The district’s director of athletics, Clint Roddy, hosted the evening, welcoming coaches and players throughout the years along with community supporters to the festivities. Platinum sponsor Bruce Burns provided Hall of Fame rings for the inductees.
Inductee Tony Arnold, Irving High School class of 1977, is still remembered for one of the all-time best pitcher’s duels in Texas against Duncanville’s all-state pitcher Keith Creel. In that 15-inning game, Arnold struck out 31 to Creel’s 26, tying the two at 57 strikeouts for second in the National Federation of State High School Associations records book.
As a high schooler, Arnold was named All-District, All-Conference and All-State in 1977. He took his talents to the University of Texas at Austin where he continued to gain recognition, then made his Major League debut with the Baltimore Orioles in 1981. Arnold signed with the Los Angeles Dodgers from 1987 to 1990. He became a minor league pitching coach for the Dodgers in 1990-1992, then for the Cleveland Indians organization, where he currently coaches.
“Commitment and consistency are the keys to success,” Arnold said.
Joe Barnett was a math teacher, coach and athletic director for 41 years in Valley Mills, Plano, Allen, and Coppell. He spent 10 years as athletic director for the Irving ISD before retiring in 2013. He was instrumental in creating the Irving Athletic Hall of Fame in 2012, which now boasts 34 members.
Barnett’s entire family, with the exception of one grandson were in attendance at the banquet. He told the story of courting Marilyn, his wife of 46 years. At the time he was travelling around Texas every Friday night as a scout. For their second date, Barnett invited her to ride with him to Saint Jo, Texas.
“I knew how to show a girl a good time,” Barnett said.
Stan Cason was a long-time employee in the Irving School District’s athletic program.

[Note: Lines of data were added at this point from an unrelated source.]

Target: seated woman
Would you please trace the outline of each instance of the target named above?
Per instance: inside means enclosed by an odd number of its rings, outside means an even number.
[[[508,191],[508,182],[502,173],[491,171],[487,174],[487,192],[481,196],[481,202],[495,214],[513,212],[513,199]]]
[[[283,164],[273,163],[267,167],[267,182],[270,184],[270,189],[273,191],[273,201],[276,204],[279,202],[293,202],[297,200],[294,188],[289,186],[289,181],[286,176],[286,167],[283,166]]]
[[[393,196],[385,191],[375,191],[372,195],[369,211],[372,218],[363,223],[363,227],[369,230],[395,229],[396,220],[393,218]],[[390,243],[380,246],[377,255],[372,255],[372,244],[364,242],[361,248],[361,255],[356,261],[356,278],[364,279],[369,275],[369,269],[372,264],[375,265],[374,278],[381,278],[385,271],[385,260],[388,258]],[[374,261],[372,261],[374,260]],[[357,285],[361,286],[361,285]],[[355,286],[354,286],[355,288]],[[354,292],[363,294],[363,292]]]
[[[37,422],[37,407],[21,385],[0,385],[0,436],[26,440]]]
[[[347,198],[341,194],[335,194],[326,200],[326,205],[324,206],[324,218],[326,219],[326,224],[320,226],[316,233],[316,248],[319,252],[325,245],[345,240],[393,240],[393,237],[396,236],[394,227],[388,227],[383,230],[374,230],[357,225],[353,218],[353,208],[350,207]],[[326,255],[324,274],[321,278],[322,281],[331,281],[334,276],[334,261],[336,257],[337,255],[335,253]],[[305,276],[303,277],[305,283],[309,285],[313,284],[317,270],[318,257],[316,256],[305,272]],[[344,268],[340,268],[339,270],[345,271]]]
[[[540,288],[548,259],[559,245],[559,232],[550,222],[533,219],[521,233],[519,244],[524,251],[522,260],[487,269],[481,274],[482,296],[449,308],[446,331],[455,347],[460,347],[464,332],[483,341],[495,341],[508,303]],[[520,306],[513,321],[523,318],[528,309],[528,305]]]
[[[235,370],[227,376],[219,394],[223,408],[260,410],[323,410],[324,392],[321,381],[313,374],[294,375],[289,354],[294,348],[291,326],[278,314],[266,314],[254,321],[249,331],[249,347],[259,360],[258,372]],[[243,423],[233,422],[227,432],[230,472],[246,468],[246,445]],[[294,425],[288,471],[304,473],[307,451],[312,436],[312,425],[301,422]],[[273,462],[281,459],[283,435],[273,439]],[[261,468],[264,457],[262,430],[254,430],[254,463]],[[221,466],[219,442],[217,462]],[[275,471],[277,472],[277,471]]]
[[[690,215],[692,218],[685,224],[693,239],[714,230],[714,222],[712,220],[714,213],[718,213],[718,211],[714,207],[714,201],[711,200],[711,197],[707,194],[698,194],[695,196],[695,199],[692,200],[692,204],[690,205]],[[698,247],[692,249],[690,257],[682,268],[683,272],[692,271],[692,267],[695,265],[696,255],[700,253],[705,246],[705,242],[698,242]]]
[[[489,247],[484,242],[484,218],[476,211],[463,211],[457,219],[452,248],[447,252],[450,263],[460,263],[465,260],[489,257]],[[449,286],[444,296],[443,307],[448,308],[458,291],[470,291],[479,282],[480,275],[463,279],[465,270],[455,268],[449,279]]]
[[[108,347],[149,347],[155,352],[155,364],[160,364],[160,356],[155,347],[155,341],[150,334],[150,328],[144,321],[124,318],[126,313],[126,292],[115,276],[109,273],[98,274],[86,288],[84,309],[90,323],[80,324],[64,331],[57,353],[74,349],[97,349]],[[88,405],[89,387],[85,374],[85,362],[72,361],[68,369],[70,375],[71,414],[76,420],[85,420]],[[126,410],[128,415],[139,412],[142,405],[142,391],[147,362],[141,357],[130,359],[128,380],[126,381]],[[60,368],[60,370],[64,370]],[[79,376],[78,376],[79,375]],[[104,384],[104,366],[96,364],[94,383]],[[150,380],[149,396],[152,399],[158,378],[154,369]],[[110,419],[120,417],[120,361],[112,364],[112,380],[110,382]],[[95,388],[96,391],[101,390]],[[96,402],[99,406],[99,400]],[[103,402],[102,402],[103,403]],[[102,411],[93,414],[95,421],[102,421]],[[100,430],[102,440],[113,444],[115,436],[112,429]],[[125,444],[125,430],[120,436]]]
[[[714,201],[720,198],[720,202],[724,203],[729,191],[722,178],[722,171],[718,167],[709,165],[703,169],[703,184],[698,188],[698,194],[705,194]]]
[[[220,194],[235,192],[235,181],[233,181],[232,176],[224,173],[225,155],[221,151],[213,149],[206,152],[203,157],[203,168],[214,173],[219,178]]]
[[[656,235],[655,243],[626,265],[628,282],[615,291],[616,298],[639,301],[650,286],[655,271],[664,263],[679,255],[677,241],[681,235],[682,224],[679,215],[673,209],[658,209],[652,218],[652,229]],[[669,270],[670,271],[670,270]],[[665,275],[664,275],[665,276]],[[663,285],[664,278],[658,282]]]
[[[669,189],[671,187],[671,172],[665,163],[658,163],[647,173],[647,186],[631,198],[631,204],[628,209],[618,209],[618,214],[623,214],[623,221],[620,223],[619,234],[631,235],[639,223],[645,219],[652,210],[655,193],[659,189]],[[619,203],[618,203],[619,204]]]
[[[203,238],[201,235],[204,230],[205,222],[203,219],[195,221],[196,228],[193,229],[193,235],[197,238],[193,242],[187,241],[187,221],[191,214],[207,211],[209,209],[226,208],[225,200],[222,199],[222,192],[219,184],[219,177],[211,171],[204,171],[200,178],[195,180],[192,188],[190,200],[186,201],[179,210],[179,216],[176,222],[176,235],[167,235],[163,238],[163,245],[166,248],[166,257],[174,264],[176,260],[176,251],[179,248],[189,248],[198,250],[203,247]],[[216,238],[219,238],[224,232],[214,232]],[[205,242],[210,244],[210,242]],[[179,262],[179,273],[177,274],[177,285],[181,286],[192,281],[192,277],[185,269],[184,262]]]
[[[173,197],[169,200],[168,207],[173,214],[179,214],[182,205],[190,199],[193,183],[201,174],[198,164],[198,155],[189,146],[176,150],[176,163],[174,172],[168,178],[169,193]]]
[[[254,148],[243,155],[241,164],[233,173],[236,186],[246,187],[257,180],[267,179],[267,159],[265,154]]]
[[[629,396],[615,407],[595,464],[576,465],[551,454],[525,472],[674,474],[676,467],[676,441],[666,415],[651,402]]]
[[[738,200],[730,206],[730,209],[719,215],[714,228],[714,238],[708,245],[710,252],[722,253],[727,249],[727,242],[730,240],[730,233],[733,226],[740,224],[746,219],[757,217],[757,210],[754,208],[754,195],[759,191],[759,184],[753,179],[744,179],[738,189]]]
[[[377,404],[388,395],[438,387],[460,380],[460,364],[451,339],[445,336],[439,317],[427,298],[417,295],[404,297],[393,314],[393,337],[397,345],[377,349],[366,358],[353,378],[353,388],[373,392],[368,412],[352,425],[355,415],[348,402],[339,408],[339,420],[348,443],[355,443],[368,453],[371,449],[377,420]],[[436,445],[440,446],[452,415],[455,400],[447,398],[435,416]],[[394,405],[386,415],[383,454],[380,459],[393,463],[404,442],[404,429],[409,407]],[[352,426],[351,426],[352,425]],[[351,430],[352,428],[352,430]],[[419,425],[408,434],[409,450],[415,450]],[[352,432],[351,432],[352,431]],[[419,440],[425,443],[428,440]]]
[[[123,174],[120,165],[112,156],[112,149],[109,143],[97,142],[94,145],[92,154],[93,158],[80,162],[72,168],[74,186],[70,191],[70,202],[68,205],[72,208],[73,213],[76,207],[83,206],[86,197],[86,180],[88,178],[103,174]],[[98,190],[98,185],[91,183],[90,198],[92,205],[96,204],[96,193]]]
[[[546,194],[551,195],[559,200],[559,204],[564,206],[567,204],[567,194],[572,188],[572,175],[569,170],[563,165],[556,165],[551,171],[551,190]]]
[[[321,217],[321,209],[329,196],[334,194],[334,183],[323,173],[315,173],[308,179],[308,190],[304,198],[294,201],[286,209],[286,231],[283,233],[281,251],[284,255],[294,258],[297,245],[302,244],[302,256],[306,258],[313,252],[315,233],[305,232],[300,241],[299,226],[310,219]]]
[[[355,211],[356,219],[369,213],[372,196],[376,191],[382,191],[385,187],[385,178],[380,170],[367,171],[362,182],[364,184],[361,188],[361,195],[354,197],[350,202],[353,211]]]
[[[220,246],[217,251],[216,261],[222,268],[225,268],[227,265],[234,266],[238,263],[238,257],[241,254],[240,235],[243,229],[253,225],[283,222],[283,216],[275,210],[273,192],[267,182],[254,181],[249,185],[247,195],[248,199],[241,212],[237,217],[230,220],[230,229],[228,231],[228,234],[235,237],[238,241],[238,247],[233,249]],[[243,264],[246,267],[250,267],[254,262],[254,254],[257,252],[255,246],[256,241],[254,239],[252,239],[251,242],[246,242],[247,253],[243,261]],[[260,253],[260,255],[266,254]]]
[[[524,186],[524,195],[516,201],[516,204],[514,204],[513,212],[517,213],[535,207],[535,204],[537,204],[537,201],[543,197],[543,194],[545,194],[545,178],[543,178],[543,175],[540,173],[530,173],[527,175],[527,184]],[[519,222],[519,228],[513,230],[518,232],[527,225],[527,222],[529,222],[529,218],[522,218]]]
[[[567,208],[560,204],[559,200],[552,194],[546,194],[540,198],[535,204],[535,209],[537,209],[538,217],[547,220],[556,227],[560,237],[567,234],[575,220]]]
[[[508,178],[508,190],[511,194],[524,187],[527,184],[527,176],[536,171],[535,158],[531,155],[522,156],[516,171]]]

Cason’s career as a Physical Education teacher and coach began at Irving high school (1965-1969), then continued to Crockett Middle School (1969-1972), Lamar Middle School (1972-1976) and John R. Good Elementary (1976-1996) where he served as a PE coach for 20 years until his retirement.
But Cason is best known as the voice of all three high school teams, the Irving Tigers, MacArthur Cardinals and Nimitz Vikings. He was the announcer at 675 high school football games as well as many baseball games and track meets. Stan was given the nickname “Golden Voice” by Betty Jeter, the Athletic Secretary at the time.
Triple-threat athlete Glenn Sullivan left his mark on Irving High School’s football, basketball and baseball teams from 1979 to 1983. In high school, Sullivan was a basketball three-year starter and letterman, leading his team to the state playoffs in 1982-1983 and was named to the first team All-District two times. In baseball, Sullivan was a four-year starter and letterman, named to first team All-District three years. In football, he was a three-year starter and letterman, named to the first team All-District two times.
Sullivan was introduced by his former coach, Mike Kunstadt.
“Glenn was the best three-sport high school athlete I saw or coached in the 1980s,” Kunstadt said. “More importantly, he had the highest character to go along with his athletic ability. His leadership abilities were exemplary, as shown when he was chosen by his teammates to be captain in all three sports.”
After high school, Sullivan went on to shine at the University of Oklahoma for four years in football and three years in baseball. He played for the Chicago Cubs for six years, advancing as high as Triple A baseball in 1991-1992. From 1995-1997, he was manager/hitting coach of minor league team the Lubbock Crickets, winning the Texas/Louisiana League Championship in 1995. He retired from professional baseball in 2002 and has been the head baseball coach in Bixby, Oklahoma for 17 years, with two state championships under his belt.